A Fundação de Vigilância em Saúde do Amazonas (FVS- AM), órgão do Governo do Estado, está atualizando o Plano de Contingências de Vigilância em Saúde para o enfrentamento dos Efeitos dos Desastres decorrentes das Enchentes e Vazantes no Estado do Amazonas. Ao todo, mais de 35 municípios do Interior decretaram situação de emergência devido às enchentes que afetam aproximadamente 27mil famílias segundo os dados da Defesa Civil do Estado. Devido a invasão das águas cada vez mais precoce a FVS-AM está atualizando o plano estadual com recomendações que devem ser seguidas para o atendimento de saúde à população em casos de catástrofes.
As cheias dos rios Amazônicos, comuns nesta época do ano, além de causar prejuízos materiais pode também aumentar as chances de acidentes principalmente com animais peçonhentos explica o Diretor-Presidente da FVS-AM, Bernardino Albuquerque. “É comum o aumento dos ataques de cobras e escorpiões que podem ocorrem com as enchentes”, alerta Albuquerque e acrescenta que a instituição já abasteceu todas as unidades de saúde municipal com o soro antiofídico.

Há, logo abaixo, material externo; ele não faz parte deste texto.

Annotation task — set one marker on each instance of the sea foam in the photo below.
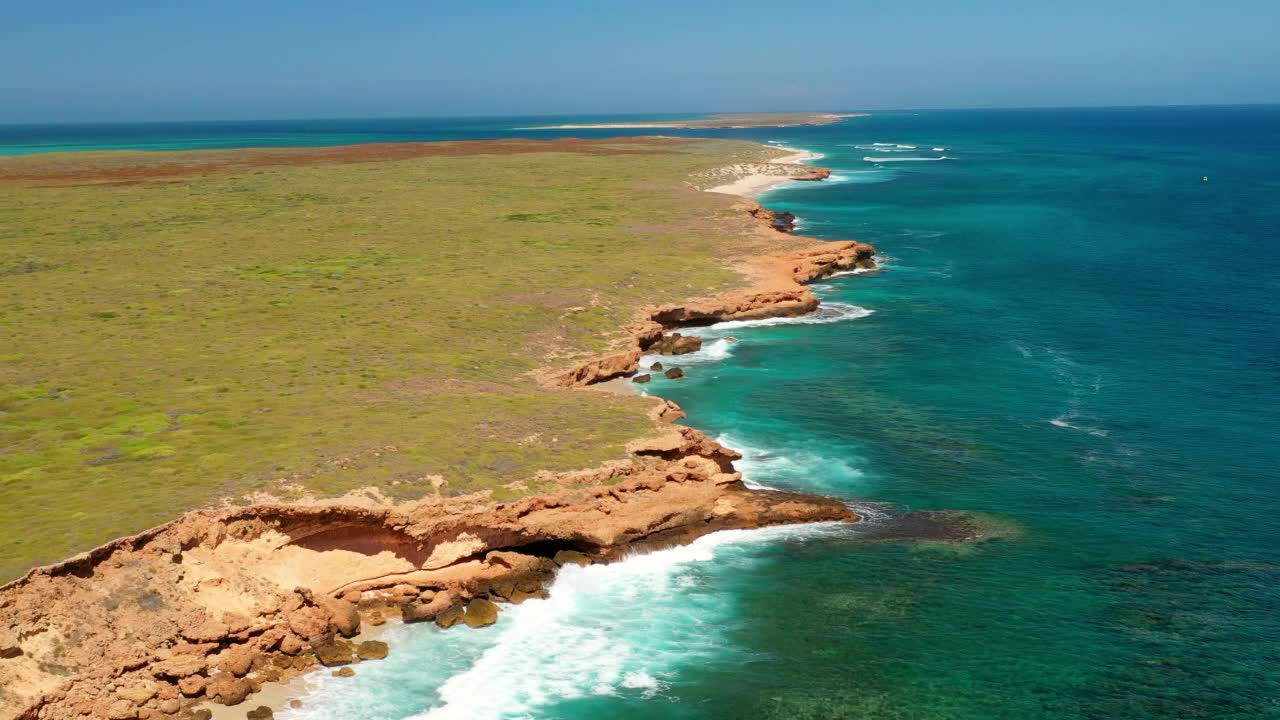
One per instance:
(871, 159)
(826, 313)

O plano foi elaborado por especialistas da FVS-AM e traz informações sobre as situações mais comuns em casos de inundações, bem como orientações sobre como lidar com as situações de risco à saúde humana. De acordo com Albuquerque é neste período que emerge a preocupação sobre o aparecimento de doenças, sobretudo as transmitidas por água, alimentos, vetores, reservatórios e animais peçonhentos.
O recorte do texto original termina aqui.